I fought the urge to react. ‘It’s not?’

‘She’s extremely valuable cargo. I need an eye on her the whole time she’s over there in England. Looked after discreetly.’

‘Hard to be discreet if she goes round like Madonna with a crew of bodyguards the whole time.’

‘Indeed. Less of a bodyguard, more of a companion. Let us know if she starts falling in with the wrong kind of crowd. Discreetly. Eyes and ears.’

‘So discreet even Hannah herself doesn’t know about it?’

‘Right again.’

‘When’s her course start?’

‘September.’

I took a sip of my lager. ‘I might need some strings pulling.’

‘Way ahead of you.’ Jack nodded at the briefcase. ‘I’ve spoken to the dean of admissions.’

‘What’s she going to be reading?’

‘Psychiatry.’

I nodded thoughtfully again. ‘That could work.’

‘She’s had some issues in the past that I can’t talk about. Maybe this will help her deal with that.’
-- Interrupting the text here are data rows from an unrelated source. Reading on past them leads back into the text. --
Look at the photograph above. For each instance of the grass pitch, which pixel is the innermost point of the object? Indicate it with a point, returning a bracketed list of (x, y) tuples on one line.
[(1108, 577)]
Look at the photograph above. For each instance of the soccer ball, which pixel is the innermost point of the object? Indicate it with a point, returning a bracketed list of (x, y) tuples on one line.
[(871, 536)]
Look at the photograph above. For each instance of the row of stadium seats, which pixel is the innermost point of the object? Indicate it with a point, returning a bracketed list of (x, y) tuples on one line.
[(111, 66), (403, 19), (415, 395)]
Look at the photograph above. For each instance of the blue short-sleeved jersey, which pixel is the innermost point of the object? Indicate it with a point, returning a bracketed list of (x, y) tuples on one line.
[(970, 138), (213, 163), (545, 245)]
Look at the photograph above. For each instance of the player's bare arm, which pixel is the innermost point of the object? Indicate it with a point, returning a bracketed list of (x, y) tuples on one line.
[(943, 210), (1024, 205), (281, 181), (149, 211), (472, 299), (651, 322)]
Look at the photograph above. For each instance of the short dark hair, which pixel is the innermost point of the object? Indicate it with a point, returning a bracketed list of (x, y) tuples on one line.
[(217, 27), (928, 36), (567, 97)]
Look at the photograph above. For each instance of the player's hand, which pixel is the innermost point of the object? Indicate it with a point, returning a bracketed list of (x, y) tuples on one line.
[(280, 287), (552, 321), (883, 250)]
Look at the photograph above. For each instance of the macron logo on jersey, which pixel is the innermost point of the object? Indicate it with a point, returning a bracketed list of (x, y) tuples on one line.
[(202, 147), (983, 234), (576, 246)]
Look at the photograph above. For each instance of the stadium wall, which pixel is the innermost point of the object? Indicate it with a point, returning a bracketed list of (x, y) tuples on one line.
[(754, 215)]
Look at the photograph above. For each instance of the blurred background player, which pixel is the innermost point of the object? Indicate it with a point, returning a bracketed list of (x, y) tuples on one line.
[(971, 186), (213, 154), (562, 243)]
‘And we make sure she has the space to do so.’

‘Her father is a major client of ours, Dan. Seven figures major. So she’s important to us.’

‘What does he do?’

Jack looked at me with a small quirk of a smile. ‘He pays the bills.’

‘Like you said. Need-to-know basis.’

‘You got it, bubba.’ He clicked his glass against mine and drained it. ‘Okay. Let’s go meet the million-dollar baby.’

Chapter 5

I had expected the precious cargo I was going to be babysitting to be just that.
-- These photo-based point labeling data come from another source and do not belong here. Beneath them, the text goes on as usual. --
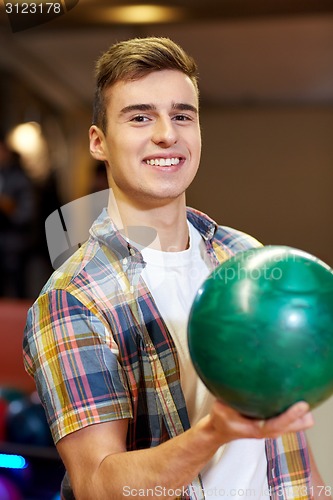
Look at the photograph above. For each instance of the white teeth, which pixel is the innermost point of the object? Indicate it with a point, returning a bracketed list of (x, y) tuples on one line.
[(162, 162)]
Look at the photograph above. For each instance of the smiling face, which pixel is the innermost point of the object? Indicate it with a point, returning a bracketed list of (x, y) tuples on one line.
[(152, 143)]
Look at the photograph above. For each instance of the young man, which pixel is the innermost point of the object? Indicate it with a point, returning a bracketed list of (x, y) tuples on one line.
[(106, 339)]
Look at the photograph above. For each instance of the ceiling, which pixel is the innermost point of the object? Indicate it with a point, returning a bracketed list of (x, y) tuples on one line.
[(248, 51)]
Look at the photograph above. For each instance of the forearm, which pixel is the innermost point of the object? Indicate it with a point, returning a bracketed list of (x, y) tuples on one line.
[(103, 469), (166, 469)]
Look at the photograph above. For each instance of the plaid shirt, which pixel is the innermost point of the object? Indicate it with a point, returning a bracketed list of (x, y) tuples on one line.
[(99, 351)]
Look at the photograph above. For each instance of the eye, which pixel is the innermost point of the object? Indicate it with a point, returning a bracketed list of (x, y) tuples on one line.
[(139, 119), (182, 118)]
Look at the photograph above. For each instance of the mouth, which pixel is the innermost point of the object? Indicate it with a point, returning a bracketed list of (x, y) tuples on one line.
[(164, 162)]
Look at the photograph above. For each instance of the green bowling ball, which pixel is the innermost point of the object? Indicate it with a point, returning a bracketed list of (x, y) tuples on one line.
[(260, 331)]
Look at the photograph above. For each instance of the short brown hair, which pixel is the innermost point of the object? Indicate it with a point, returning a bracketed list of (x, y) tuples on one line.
[(133, 59)]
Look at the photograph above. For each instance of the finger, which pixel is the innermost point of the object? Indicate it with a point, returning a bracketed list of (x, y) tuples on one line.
[(296, 418)]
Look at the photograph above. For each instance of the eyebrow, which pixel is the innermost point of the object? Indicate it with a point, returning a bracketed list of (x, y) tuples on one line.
[(151, 107)]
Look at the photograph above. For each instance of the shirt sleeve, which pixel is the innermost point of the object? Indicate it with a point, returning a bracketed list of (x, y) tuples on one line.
[(73, 358)]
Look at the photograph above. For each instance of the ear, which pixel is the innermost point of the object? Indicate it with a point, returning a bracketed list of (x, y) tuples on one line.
[(97, 143)]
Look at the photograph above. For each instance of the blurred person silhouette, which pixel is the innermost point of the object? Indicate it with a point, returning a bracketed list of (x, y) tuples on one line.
[(16, 218)]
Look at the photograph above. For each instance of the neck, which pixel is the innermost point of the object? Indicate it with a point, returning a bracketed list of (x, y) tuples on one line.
[(166, 224)]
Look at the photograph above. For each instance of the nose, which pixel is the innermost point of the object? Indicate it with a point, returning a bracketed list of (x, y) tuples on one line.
[(164, 134)]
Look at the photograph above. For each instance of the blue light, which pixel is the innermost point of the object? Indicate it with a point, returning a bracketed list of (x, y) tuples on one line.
[(12, 461)]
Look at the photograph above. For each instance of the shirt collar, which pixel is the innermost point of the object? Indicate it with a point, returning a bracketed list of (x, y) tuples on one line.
[(105, 231)]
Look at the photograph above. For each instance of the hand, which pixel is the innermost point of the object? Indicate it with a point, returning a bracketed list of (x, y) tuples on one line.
[(232, 425)]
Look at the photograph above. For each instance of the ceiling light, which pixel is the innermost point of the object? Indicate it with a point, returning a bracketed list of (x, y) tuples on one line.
[(139, 14)]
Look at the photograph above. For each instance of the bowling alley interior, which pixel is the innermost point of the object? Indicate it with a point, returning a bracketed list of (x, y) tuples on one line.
[(266, 115)]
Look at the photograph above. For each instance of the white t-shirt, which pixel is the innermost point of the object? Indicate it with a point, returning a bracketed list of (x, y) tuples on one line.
[(238, 469)]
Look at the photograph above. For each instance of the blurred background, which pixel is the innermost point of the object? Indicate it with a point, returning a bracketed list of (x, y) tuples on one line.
[(266, 80)]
West Coast precious. Serious money, serious Valley attitude. I had her pictured pretty clearly in my mind’s eye – young, tanned and beautiful.

She was young, I got that much right at least. Looked even younger than she actually was.

Hannah’s hair was mousy brown, tied back. She wore tortoiseshell glasses, a simple skirt and blouse with a cardigan, flat shoes. I don’t know the name of the geeky girl from Scooby Doo, but she was like a thinner version of her without the confidence. Maybe a taller Ugly Betty. No make-up discernible to my eye, and my eye was pretty good in that respect. Nervous.

Hannah Shapiro looked like she wouldn’t say boo to a waddling duck, let alone a goose.

‘Hi, I’m Dan,’ I said. ‘Dan Carter.’ I held out my hand.

She shook it with her own small, delicate hand but didn’t say a word or make eye contact.

Maybe it was down to the confident air of masculine authority I exude. Maybe – but she looked as though a strong wind could knock her over. If she was going to be studying psychiatry I was surmising she had ambitions for the research side of the business. I couldn’t see her as a practitioner, with the couch and the reassuring voice and the leading questions. You had to be comfortable around people to do that kind of work.

Perhaps she was right to be nervous – she was standing next to Del Rio, after all.

Del Rio, one of Jack Morgan’s right-hand men from the West Coast office. He’d done four years’ hard time at the state’s pleasure, and looked perfectly capable of doing so again. But he was on our side of the law nowadays, if not exactly working within it.

But that was the whole point of Private, after all. We weren’t constrained by the same rules and regulations that restricted our uniformed counterparts. That was how we earned our money. And if half the rumours I had heard about Del Rio were true, he was more than willing to take the law into his own bare hands – take it with lethal consequences.